Tanpa pikir panjang, tiba-tiba DP BPIP; Profesor Megawati mengucapkan selamat atas 100 tahun berdirinya PKC/ Partai Komunis China. Apa digaji Rp.100 juta dari uang rakyat buat omong begitu-begitu doang?
Ya, tiada yang menafikan, bila Pancasila sebagai ideologi terbuka. Tapi saking terbukanya itu, tidak sama dengan bugil. Inklusivitas Pancasila ada pada kesamaan prinsip-prinsip kesetaraan dan kemanusiaan.
Apa ibu profesor plus DP BPIP ini tak punya empati atas pemberangusan secara sadis terhadap etnis muslim Uighur oleh rezim komunis Xi Jinping? Jelas-jelas; dehumanisasi itu bertentangan dengan prinsip-prinsip universal Pancasila dan UUD 1945, yang mana profesor Mega sebagai orang yang digaji negara/bulan Rp.100 juta untuk urus Pancasila dan UUD 1945.

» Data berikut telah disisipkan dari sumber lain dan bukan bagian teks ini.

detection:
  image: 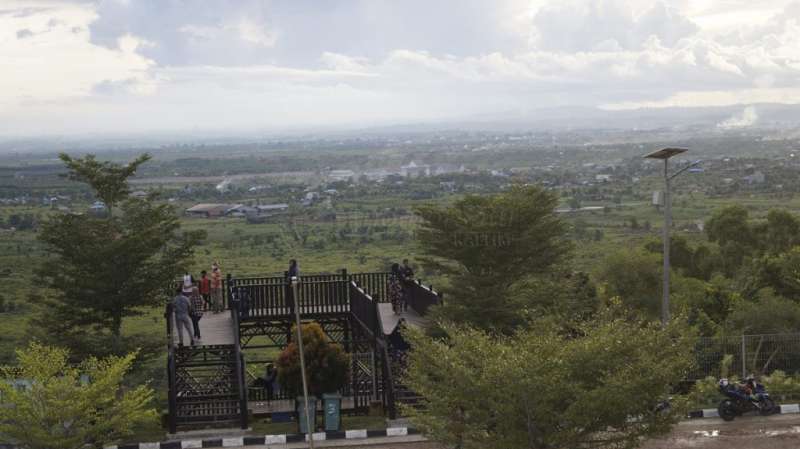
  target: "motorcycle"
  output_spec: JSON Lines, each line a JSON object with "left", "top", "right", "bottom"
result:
{"left": 717, "top": 377, "right": 776, "bottom": 421}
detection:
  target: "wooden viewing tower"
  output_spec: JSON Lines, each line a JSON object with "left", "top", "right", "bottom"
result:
{"left": 164, "top": 270, "right": 441, "bottom": 433}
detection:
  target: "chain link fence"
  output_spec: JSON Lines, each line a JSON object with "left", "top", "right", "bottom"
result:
{"left": 693, "top": 333, "right": 800, "bottom": 380}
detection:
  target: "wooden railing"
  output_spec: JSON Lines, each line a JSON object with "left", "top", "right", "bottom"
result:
{"left": 403, "top": 279, "right": 442, "bottom": 316}
{"left": 349, "top": 282, "right": 379, "bottom": 338}
{"left": 350, "top": 272, "right": 390, "bottom": 303}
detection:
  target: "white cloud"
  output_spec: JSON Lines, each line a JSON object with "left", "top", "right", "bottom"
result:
{"left": 181, "top": 19, "right": 277, "bottom": 47}
{"left": 0, "top": 2, "right": 155, "bottom": 107}
{"left": 2, "top": 0, "right": 800, "bottom": 135}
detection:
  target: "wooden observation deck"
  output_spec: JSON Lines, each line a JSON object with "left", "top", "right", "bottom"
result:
{"left": 165, "top": 270, "right": 441, "bottom": 433}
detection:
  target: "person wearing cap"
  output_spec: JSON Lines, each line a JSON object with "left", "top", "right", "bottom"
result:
{"left": 173, "top": 285, "right": 195, "bottom": 347}
{"left": 210, "top": 262, "right": 223, "bottom": 313}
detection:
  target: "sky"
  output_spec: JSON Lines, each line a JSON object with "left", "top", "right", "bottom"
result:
{"left": 1, "top": 0, "right": 800, "bottom": 136}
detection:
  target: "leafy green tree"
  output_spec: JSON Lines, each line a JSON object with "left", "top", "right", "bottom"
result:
{"left": 0, "top": 342, "right": 156, "bottom": 449}
{"left": 34, "top": 154, "right": 205, "bottom": 358}
{"left": 706, "top": 205, "right": 756, "bottom": 275}
{"left": 740, "top": 247, "right": 800, "bottom": 301}
{"left": 757, "top": 209, "right": 800, "bottom": 254}
{"left": 415, "top": 185, "right": 571, "bottom": 334}
{"left": 59, "top": 153, "right": 151, "bottom": 216}
{"left": 672, "top": 275, "right": 741, "bottom": 337}
{"left": 403, "top": 306, "right": 695, "bottom": 449}
{"left": 725, "top": 289, "right": 800, "bottom": 335}
{"left": 599, "top": 248, "right": 662, "bottom": 317}
{"left": 276, "top": 322, "right": 350, "bottom": 397}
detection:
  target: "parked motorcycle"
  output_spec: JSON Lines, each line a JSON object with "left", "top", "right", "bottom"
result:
{"left": 717, "top": 377, "right": 776, "bottom": 421}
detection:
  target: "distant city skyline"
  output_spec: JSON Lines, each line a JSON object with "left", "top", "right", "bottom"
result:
{"left": 2, "top": 0, "right": 800, "bottom": 136}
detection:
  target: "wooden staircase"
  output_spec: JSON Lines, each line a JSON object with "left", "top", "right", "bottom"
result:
{"left": 168, "top": 344, "right": 246, "bottom": 431}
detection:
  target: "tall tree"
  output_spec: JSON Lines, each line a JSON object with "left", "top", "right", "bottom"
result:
{"left": 59, "top": 153, "right": 151, "bottom": 216}
{"left": 34, "top": 153, "right": 205, "bottom": 357}
{"left": 403, "top": 306, "right": 694, "bottom": 449}
{"left": 0, "top": 342, "right": 156, "bottom": 449}
{"left": 415, "top": 185, "right": 572, "bottom": 334}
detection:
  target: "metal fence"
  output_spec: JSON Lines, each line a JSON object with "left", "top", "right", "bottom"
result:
{"left": 693, "top": 333, "right": 800, "bottom": 380}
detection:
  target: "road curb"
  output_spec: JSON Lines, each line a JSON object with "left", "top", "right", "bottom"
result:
{"left": 106, "top": 427, "right": 420, "bottom": 449}
{"left": 687, "top": 403, "right": 799, "bottom": 419}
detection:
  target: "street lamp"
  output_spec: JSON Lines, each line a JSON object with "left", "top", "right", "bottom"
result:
{"left": 291, "top": 276, "right": 315, "bottom": 449}
{"left": 643, "top": 148, "right": 701, "bottom": 326}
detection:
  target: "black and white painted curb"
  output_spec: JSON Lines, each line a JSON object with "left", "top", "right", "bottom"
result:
{"left": 688, "top": 403, "right": 800, "bottom": 419}
{"left": 106, "top": 427, "right": 420, "bottom": 449}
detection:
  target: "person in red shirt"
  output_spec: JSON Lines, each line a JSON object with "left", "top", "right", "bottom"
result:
{"left": 199, "top": 270, "right": 211, "bottom": 310}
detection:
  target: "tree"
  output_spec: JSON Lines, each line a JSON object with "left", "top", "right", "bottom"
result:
{"left": 34, "top": 154, "right": 205, "bottom": 358}
{"left": 0, "top": 342, "right": 156, "bottom": 449}
{"left": 59, "top": 153, "right": 151, "bottom": 216}
{"left": 725, "top": 289, "right": 800, "bottom": 336}
{"left": 415, "top": 185, "right": 571, "bottom": 334}
{"left": 758, "top": 209, "right": 800, "bottom": 254}
{"left": 276, "top": 322, "right": 350, "bottom": 397}
{"left": 705, "top": 205, "right": 755, "bottom": 275}
{"left": 403, "top": 306, "right": 694, "bottom": 449}
{"left": 599, "top": 248, "right": 662, "bottom": 318}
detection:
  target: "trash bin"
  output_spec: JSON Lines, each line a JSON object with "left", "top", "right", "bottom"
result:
{"left": 296, "top": 396, "right": 317, "bottom": 434}
{"left": 323, "top": 393, "right": 342, "bottom": 431}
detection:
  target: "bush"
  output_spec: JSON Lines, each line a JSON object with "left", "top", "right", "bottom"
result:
{"left": 276, "top": 322, "right": 350, "bottom": 397}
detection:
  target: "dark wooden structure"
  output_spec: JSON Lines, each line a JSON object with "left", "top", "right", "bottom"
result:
{"left": 165, "top": 270, "right": 441, "bottom": 433}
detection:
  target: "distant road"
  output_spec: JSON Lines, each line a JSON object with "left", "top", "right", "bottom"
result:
{"left": 130, "top": 171, "right": 316, "bottom": 184}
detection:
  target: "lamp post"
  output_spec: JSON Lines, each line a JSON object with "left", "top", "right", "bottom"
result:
{"left": 291, "top": 276, "right": 315, "bottom": 449}
{"left": 643, "top": 148, "right": 700, "bottom": 326}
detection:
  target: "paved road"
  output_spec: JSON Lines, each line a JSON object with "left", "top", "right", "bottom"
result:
{"left": 643, "top": 414, "right": 800, "bottom": 449}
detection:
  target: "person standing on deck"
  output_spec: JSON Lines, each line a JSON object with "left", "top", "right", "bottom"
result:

Sebagai DP BPIP, seyogyanya profesor Megawati mafhum, bahwa TAP MPR tentang larangan ajaran komunis itu belum hilang atau diamandemen. Dengan demikian, biar kaki jadi kepala, kepala jadi kaki, pun tiada tempat bagi paham komunis.
Ibarat kata, komunis itu pernah hendak MEMBEGAL PANCASILA. Sebagai DP BPIP, ibu profesor mesti tahu sejarah itu. Dan ditempatkan di palung hati sebagai kencahnya sejarah ideologi bangsa. Pasal komunis membegal Pancasila itu tercatat lengkap hari, tanggal, bulan, tahun pun jam, menit dan detiknya.
Ihwal komunis membegal Pancasila itu telah menimbulkan trauma yang dalam bagi kehidupan bernegara kita. Memakan korban banyak. Maka luka lama itu jangan dikorek-korek, bila tak ingin infeksinya lebih parah.
Tapi emang itulah tabiat dasar, beliau pun dalam beberapa pidatonya hendak mengacak-acak Pancasila dengan Ekasila atau apalah itu. Dia obok-obok struktur nilai dari Pancasila.
Digeserlah sila ketuhanan dari posisinya sebagai sentrum daripada ideologi Pancasila. Sebagaimana proyek ideologi dalam RUU HIP. Pada pasal 7 RUU HIP ini, dimensi “ketuhanan” menjadi sub sistem nilai yang setara dengan kemanusiaan, kesatuan, kerakyatan/demokrasi politik dan ekonomi.
Padahal, sejatinya, kemanusiaan, kesatuan, kerakyatan/demokrasi politik dan ekonomi adalah refleksi dari nilai-nilai “ketuhanan.” Sebagai fundamental value-nya. Jadi dia tidak equal secara konsepsinya. Sumber nilai dan akibat derivatif itu berbeda secara stand poin konsep.
Jadi barang ini jangan diplintir ke sana kemari. Karena ibarat kata, Pancasila ini menjadi suatu engagement atas KONTRAK SOSIAL POLITIK bangsa Indonesia. Kalau masih senewen dan sok-sokan mengutak atik PANCASILA, maka bisa berabe.
Teringat lah saya akan buku Anthony Giddens berjudul Beyond left and Right. Bahwa yang Komunis dan Kapitalisme global sama-sama telah menimbulkan duka kemanusiaan secara mondial. Beyond Left and Right, buat apa ibu profesor DP BPIP yth masih sok-sokan?